We are quite confused. To show cause, they’ve cited “compelling” evidence. Yet they claim the court has not received the same explanation that has been given to us.

My husband wants only to put the whole lawsuit permanently behind us. If we choose to pursue the matter, he thinks we could be liable for as much as $20,000. At this point I want out, too. We have no idea what we are doing and can see we are in way above our heads.

My legal friend suggests offering to withdraw from the lawsuit “with prejudice” (agreeing to initiate no further legal action), might give us some leverage.

He says I should call the defendants’ attorney—and to be sure to get all of it in writing.

When I call her to say I’ll drop the case “with prejudice” if she agrees not to countersue, she says “Yes” in half a second. We arrange to meet on December 11 at the courthouse to finalize this—and she hopes I have a happy Thanksgiving. I wish her the same.

Did we give up too easily? If I’d chosen to ignore the adage about self-representation–having a fool for a client and an ass for an attorney–could I have obtained the needed letter of merit? We’ll never know.

On December 11 in Riverhead, my action was “dismissed with prejudice as to all defendants, without cost to either party as against the other. This Stipulation may be filed without further notice with the Clerk of the Court.”

All we had to do was sign, and the defense attorney handed the Stipulation of Discontinuance over to the Clerk. The courtroom was packed with scores of attorneys, who upon entering registered their presence on a blackboard at the back of the room and settled in to wait their turn to put in appearances, file motions, hassle over the minutiae of cases, and whatever else lawyers do, but we signed and left. Our business was finished and we were all able to leave before the judge arrived.

Sometimes I wonder if my lawyer quietly made a deal with the defense. Faced with a problematical case and a limited potential payout, did he feel he needed to extract himself by any means necessary? My husband is puzzled why he even took it in the first place.

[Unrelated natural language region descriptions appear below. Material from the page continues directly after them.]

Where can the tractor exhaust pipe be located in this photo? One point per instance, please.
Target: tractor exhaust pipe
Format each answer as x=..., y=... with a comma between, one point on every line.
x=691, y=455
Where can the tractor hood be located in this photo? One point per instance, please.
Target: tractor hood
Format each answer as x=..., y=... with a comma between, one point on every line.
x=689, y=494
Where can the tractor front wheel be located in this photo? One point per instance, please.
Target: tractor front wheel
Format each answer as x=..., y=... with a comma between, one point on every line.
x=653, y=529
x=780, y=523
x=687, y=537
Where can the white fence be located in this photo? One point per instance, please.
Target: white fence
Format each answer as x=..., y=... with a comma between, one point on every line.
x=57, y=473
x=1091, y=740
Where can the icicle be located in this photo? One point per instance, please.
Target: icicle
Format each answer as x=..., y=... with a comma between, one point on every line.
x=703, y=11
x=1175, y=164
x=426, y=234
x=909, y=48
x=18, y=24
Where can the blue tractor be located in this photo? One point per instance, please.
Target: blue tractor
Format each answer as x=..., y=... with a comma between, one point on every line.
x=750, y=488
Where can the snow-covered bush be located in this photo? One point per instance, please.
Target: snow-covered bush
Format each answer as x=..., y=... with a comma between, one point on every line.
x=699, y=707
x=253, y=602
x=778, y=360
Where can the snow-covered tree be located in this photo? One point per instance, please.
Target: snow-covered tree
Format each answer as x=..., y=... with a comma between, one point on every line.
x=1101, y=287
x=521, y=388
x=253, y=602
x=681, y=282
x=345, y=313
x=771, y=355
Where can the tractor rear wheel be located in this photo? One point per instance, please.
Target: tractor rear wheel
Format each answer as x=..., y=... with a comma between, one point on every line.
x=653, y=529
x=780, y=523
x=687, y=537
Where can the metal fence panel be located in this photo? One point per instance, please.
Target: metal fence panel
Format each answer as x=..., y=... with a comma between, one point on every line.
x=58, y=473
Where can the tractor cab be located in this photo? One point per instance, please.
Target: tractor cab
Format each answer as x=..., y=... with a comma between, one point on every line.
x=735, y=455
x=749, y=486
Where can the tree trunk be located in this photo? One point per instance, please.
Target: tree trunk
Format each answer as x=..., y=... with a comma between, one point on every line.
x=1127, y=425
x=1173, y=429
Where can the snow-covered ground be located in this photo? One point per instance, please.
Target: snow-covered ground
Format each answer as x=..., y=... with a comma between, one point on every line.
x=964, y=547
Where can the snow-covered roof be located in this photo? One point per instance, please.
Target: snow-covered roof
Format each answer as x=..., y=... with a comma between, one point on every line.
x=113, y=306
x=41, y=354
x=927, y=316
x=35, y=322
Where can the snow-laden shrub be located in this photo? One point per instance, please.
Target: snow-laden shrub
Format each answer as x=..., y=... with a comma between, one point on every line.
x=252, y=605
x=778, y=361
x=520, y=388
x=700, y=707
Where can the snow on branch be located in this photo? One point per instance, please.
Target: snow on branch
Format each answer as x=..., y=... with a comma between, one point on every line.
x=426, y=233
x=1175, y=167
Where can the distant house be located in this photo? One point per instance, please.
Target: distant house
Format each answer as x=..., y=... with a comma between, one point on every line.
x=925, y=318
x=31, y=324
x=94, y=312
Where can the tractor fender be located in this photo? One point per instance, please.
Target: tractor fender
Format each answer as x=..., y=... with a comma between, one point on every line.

On balance, I’m very glad he did. Even an aborted legal effort gives you a heady sense of fighting back. The lawsuit ultimately didn’t go anywhere; for years it didn’t go away either–and during this time the endodontist may have suffered a few sleepless nights.

But because my injury was not at all catastrophic–and the case far too difficult to sustain the efforts of a contingency lawyer–in the end I was no match for her insurance company and their attorneys—or my own lawyer. Like most people, I couldn’t afford to pay out of pocket, and lacked the resources to effectively seek redress.